「久しぶりの北新地やなあ」
テクテクと歩きながら話していました。
普段はまったく来ませんが。

あたしが通ったデザイン学校は、西梅田という北新地のそばにあります。
立地上、金もないのいよく北新地をウロウロしたもんです。

ですが、本当に変わりました。

店の種類が、良くいうと豊富になっています。
昔では考えられないような店も多く存在しています。
デフレに文化が破壊されています。

ところでわざわざ北新地に来た理由は「そばがき」を食べながら一杯やりたい、ということです。
広辞苑によりますと「そばがき」は「蕎麦掻き」と表記するそうです。
その作り方が由来なのでしょう。
そば粉を熱湯、もしくは水を入れ煮込みながら掻き混ぜて餅状にするそうです。

北新地にあるとある店に入りました。
この店は、そばが一杯1000円からするそこそこのお店です。
そこそこと書いたのは、あたしが住んでいる谷町にはもっと高い店が数件あるからです。
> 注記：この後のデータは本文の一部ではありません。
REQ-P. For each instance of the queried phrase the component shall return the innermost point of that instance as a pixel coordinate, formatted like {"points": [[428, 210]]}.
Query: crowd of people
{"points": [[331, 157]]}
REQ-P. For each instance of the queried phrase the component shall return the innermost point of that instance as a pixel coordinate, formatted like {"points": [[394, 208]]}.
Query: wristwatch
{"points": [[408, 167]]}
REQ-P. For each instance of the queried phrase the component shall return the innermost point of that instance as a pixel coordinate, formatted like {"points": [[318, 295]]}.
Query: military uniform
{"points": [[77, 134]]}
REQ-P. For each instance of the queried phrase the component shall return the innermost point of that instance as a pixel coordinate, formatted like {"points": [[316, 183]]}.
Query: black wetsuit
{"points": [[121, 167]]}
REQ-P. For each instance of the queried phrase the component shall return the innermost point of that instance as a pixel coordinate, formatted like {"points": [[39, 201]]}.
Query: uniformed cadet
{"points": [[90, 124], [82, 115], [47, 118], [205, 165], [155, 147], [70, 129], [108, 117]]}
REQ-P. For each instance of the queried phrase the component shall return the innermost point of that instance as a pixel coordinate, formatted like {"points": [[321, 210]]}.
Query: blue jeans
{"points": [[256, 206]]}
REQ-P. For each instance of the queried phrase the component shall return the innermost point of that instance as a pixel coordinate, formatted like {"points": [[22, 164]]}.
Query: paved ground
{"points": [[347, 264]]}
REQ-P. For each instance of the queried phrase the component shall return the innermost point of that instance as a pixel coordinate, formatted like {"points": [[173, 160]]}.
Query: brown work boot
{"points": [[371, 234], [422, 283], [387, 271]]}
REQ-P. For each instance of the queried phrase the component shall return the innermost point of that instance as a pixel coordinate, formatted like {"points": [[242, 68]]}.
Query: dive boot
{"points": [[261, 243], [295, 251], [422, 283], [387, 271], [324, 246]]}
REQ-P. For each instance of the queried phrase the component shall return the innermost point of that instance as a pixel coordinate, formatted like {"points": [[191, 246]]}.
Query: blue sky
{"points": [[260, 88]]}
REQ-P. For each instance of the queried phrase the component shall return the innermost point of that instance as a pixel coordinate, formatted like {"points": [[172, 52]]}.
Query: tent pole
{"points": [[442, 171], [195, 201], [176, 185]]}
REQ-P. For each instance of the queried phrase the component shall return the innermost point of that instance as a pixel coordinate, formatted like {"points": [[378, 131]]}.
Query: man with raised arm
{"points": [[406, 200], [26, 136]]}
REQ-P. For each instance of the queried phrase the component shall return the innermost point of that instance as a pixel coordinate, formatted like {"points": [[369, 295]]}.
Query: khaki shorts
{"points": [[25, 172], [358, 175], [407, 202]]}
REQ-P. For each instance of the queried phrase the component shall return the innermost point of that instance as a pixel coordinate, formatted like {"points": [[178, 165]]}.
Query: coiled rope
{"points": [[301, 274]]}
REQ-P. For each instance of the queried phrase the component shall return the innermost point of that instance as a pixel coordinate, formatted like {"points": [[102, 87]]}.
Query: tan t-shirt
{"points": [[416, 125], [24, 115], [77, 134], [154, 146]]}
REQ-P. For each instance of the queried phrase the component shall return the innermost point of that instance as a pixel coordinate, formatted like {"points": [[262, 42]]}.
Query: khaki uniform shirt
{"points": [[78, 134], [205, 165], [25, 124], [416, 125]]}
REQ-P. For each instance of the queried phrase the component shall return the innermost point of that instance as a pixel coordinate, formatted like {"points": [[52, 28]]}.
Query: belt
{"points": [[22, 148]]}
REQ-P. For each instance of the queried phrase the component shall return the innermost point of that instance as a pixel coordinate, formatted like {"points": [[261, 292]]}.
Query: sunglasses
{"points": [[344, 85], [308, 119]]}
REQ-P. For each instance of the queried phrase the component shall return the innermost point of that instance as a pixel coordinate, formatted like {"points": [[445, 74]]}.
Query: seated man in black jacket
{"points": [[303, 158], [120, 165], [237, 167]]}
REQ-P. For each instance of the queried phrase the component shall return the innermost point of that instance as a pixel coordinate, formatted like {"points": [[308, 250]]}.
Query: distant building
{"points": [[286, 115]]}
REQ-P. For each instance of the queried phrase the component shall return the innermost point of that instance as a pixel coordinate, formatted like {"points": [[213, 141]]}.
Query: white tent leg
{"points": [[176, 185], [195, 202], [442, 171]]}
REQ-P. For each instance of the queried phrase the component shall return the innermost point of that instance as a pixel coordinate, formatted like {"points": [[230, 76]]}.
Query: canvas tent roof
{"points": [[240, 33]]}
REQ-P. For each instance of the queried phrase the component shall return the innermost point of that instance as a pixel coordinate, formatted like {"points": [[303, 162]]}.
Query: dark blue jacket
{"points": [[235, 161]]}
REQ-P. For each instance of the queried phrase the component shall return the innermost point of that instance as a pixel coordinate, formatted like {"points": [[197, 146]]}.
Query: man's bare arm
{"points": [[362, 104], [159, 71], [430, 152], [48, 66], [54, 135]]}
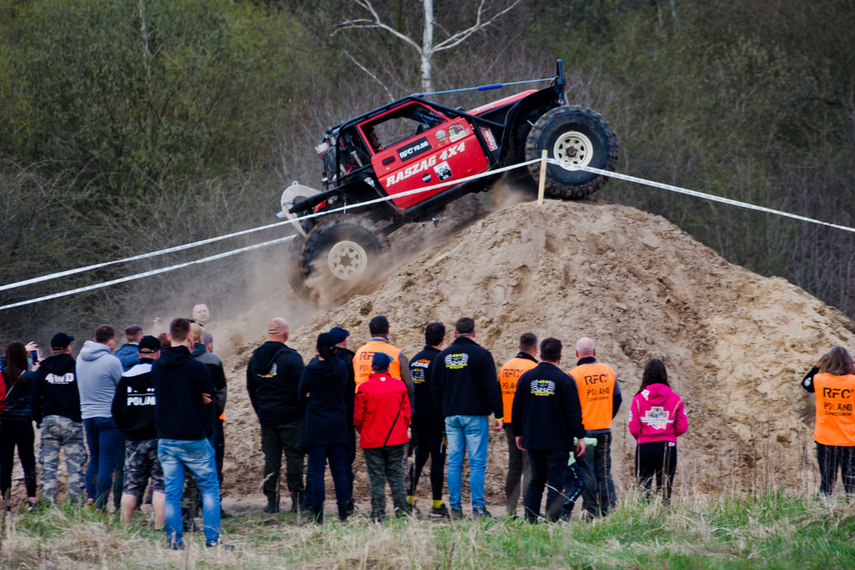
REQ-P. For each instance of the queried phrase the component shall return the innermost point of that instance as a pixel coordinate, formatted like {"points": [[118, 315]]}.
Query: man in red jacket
{"points": [[381, 416]]}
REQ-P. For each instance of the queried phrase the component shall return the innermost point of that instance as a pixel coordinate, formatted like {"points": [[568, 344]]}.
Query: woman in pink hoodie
{"points": [[656, 418]]}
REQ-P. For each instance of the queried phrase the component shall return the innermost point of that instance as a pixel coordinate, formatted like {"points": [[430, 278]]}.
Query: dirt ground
{"points": [[736, 344]]}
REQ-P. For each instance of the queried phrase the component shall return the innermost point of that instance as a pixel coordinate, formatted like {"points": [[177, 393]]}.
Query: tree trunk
{"points": [[427, 47]]}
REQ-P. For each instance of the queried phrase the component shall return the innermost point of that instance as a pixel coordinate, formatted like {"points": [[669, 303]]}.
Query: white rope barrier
{"points": [[146, 274], [343, 209]]}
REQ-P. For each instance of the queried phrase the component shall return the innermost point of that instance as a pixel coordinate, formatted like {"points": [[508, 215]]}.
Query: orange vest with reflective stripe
{"points": [[596, 383], [835, 398], [508, 376], [362, 360]]}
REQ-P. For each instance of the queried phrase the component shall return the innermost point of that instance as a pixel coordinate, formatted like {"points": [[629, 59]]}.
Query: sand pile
{"points": [[736, 344]]}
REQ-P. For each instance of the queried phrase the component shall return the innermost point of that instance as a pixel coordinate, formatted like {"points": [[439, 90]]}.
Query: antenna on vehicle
{"points": [[559, 81]]}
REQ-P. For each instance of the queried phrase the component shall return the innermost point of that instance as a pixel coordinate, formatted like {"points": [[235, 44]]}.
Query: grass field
{"points": [[774, 530]]}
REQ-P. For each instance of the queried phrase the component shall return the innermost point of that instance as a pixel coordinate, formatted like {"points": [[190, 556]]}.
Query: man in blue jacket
{"points": [[465, 387], [183, 391]]}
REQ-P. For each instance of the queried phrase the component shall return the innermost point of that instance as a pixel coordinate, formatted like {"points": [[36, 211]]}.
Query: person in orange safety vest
{"points": [[599, 394], [518, 463]]}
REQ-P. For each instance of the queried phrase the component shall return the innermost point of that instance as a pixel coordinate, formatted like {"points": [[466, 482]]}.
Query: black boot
{"points": [[296, 501]]}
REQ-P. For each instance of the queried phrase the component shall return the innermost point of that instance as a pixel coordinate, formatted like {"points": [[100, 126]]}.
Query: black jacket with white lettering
{"points": [[179, 382], [547, 413], [133, 404], [272, 377], [55, 389], [464, 382]]}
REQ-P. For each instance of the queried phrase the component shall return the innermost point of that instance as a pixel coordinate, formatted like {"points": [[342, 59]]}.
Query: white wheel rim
{"points": [[573, 147], [347, 260]]}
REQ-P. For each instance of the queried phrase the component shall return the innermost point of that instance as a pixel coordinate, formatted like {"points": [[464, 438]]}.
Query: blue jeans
{"points": [[472, 433], [197, 456], [105, 443]]}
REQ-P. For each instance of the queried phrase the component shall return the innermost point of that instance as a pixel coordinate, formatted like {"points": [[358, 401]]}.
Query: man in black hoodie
{"points": [[272, 377], [133, 412], [55, 405], [546, 416], [465, 387], [428, 425], [183, 391]]}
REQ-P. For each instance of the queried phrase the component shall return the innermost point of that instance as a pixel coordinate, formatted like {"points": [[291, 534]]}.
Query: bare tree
{"points": [[427, 48]]}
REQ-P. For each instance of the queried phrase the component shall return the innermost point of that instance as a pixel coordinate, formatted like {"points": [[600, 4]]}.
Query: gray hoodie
{"points": [[98, 373]]}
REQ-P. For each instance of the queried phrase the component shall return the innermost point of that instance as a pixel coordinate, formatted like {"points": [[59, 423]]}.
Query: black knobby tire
{"points": [[341, 249], [293, 273], [578, 135]]}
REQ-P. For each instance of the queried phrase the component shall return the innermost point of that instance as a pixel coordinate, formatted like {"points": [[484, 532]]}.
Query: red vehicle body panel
{"points": [[446, 153], [501, 102]]}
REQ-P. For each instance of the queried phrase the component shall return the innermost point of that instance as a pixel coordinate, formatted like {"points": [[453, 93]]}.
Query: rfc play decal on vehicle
{"points": [[414, 168], [456, 132], [443, 171], [415, 148], [489, 139]]}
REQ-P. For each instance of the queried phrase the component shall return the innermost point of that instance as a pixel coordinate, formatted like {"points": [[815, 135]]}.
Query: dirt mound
{"points": [[735, 343]]}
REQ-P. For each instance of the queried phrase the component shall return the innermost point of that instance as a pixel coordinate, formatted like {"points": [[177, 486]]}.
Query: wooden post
{"points": [[542, 185]]}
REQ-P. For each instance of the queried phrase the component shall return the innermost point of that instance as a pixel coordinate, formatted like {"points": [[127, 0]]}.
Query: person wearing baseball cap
{"points": [[133, 411], [55, 405], [272, 376]]}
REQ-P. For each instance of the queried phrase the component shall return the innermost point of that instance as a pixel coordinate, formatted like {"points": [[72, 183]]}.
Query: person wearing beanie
{"points": [[133, 411], [382, 415], [324, 434], [55, 406], [272, 377], [98, 374]]}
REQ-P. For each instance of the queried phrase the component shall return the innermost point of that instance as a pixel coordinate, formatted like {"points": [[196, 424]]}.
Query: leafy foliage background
{"points": [[129, 126]]}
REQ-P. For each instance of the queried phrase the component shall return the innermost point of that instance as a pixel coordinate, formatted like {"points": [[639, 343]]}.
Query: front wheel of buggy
{"points": [[577, 136], [341, 252]]}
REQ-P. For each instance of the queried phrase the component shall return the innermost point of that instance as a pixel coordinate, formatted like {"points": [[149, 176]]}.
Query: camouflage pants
{"points": [[61, 432]]}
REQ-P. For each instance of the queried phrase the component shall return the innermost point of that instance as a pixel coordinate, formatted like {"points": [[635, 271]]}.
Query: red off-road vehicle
{"points": [[414, 143]]}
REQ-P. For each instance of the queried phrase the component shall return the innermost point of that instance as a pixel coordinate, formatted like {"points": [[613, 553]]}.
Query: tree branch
{"points": [[463, 35]]}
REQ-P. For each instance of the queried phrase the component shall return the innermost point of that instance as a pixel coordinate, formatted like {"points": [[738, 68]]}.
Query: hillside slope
{"points": [[736, 344]]}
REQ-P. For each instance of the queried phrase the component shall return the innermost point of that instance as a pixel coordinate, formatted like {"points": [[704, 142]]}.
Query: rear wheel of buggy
{"points": [[340, 253], [578, 136]]}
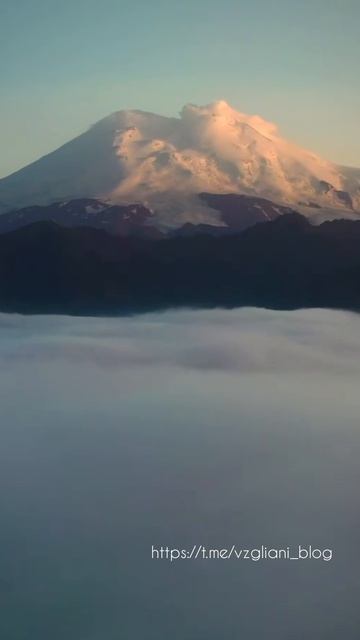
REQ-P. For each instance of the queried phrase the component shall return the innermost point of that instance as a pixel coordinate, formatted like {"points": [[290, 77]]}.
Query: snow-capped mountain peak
{"points": [[134, 156]]}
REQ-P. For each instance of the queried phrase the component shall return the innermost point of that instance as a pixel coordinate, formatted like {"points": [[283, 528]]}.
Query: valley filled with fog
{"points": [[179, 428]]}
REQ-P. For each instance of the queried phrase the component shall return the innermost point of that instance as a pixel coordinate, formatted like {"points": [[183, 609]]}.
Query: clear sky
{"points": [[65, 64]]}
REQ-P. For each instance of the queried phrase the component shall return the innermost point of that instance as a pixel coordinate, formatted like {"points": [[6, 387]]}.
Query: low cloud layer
{"points": [[244, 341]]}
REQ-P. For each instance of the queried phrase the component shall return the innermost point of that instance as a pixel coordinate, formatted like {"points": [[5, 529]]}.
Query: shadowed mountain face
{"points": [[130, 220], [234, 213], [286, 263]]}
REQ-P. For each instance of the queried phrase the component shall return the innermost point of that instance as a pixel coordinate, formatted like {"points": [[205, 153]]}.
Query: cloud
{"points": [[243, 341]]}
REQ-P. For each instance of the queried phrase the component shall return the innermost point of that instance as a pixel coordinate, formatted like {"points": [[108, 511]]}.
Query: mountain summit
{"points": [[165, 163]]}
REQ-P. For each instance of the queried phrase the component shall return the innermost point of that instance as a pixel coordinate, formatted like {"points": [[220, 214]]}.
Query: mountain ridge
{"points": [[164, 163]]}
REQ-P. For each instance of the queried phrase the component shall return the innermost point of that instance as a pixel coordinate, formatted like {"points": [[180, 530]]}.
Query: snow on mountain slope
{"points": [[133, 156]]}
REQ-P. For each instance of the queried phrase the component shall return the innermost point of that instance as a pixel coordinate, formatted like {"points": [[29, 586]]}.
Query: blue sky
{"points": [[64, 65]]}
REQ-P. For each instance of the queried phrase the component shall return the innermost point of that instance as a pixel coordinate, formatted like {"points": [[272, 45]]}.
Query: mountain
{"points": [[235, 213], [165, 164], [285, 263]]}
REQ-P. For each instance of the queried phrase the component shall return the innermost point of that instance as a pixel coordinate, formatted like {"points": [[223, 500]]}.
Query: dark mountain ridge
{"points": [[286, 263]]}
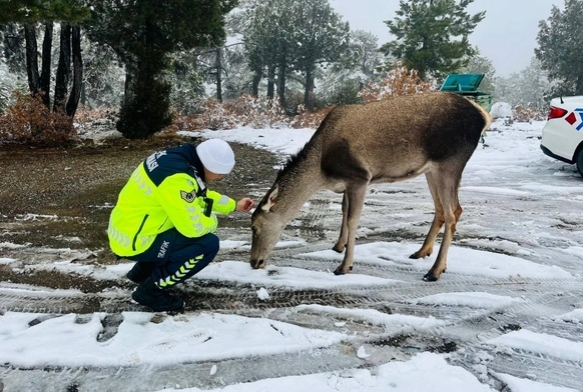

もちろん、好みの味には直結していませんが。

「そばがき」と「真イカの沖漬け」と「天巻き」を注文。
さてさて、見たことも上記に書いたレシピも知らなかった二人ですから「そばがき」にはわくわくです。

出た。
見た目は餅っぽい。
食べてみるとあら不思議、餅です。
二人は餅が苦手です。
特にあたしはもう何年も餅を食べていません。
ですが、そこは大人二人。
「なかなかいけるな、味わい深いなあ」などと、いい格好していました。
そして日本酒を飲みながら味わいを楽しみました。
そこそこ飲んだのでそろそろ出ないと(金銭的に)やばいと思い、さっと店を後にしました。
二人合わせて合計5200円、小心者がマヌケをみました。
これだったらもっと色々食べたらよかったな、と(金銭的に)小心者たちがグタラグタラと言っていました。

おまけですが、「天巻き」は絶品だったことを付け加えておきます。
エビ天と巻き寿司が合体したものです。
伝わりやすく言うと、天ムスの酢飯版といったところでしょうか。

まあその後ぶらぶらしてお金を使ったわけですが、使い方に難有り、といった感じ。
最近の梅田界隈は、おいしいものを食べたければ、事前にガッツリ調べてから行くべきですね。